Seakan-akan, kalau jagoannya terpilih, kehidupan bisa menjadi sempurna seperti yang mereka khayalkan. Padahal, mereka tak sadar, bahwa capres yang ada itu bukanlah benar-benar pilihan rakyat, tapi pilihan para elite. Mereka hanya “disuruh” memilih saja.
Demokrasi hanya utopia?
Menurut Joseph A. Schumpeter (ahli ekonomi-politik Austria yang menjadi profesor di Harvard University pada 1932), demokrasi yang dipraktikkan dalam kenyataan adalah “demokrasi elitis”. Artinya, kelompok elite-lah yang berperan menentukan pemimpin, bukan rakyat banyak. Dengan kata lain, demokrasi yang selama ini dianggap sebagai kekuasaan dari rakyat, oleh rakyat, dan untuk rakyat, pada realitasnya—setidaknya dalam praktik politik nasional saat ini—tidaklah pernah ada. Yang ada dalam praktik: dari elite, oleh elite, dan untuk elite.

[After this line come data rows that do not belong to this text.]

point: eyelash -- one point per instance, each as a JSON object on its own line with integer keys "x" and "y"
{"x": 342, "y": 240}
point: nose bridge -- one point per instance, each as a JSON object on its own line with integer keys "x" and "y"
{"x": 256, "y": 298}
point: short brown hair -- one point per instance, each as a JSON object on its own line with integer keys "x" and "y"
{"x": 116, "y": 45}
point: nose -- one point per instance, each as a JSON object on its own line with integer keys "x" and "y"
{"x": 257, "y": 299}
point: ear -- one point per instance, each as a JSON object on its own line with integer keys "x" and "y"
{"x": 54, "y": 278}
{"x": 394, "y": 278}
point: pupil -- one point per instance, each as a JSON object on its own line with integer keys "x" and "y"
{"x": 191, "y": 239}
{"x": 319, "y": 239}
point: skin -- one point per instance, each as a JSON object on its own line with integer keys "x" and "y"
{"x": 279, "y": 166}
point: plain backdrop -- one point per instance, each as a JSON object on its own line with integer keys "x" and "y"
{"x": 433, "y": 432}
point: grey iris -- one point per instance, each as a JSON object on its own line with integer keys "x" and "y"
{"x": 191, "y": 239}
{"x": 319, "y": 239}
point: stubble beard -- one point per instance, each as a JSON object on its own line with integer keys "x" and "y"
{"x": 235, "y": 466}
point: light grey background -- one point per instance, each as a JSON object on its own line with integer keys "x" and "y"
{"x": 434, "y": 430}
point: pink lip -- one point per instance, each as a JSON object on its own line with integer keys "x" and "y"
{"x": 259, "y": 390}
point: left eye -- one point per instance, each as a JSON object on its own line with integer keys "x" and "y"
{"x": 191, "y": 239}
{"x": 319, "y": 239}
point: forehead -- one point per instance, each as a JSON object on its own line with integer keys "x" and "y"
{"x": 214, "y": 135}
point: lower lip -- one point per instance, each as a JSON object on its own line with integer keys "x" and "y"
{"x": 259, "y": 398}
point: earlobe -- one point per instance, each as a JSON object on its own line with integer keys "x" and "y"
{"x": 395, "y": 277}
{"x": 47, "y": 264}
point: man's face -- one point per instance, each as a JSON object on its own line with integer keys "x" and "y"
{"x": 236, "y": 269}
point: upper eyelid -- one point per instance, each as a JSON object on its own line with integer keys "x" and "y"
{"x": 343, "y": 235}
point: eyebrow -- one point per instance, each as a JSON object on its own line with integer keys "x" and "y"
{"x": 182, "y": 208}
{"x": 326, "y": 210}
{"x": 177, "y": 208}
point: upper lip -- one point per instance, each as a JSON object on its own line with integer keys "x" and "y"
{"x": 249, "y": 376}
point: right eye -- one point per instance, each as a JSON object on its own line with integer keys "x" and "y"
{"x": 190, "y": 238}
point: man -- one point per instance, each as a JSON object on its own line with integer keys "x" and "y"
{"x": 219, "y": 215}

Pemerintahan dari rakyat, oleh rakyat, dan untuk rakyat”, ternyata hanyalah utopis. Utopis atau utopia artinya “khayalan”, “imajiner”, atau sesuatu yang tidak pernah terjadi di alam nyata. Ia semacam cita-cita atau konsep ideal saja. (Sama seperti teori “perjanjian masyarakat” atau teori “kontrak sosial”-nya J.J. Rousseau). Jadi, ia hanya suatu pengandaian saja. Karena, pertanyaannya, bagaimana kongkretnya rakyat memerintah?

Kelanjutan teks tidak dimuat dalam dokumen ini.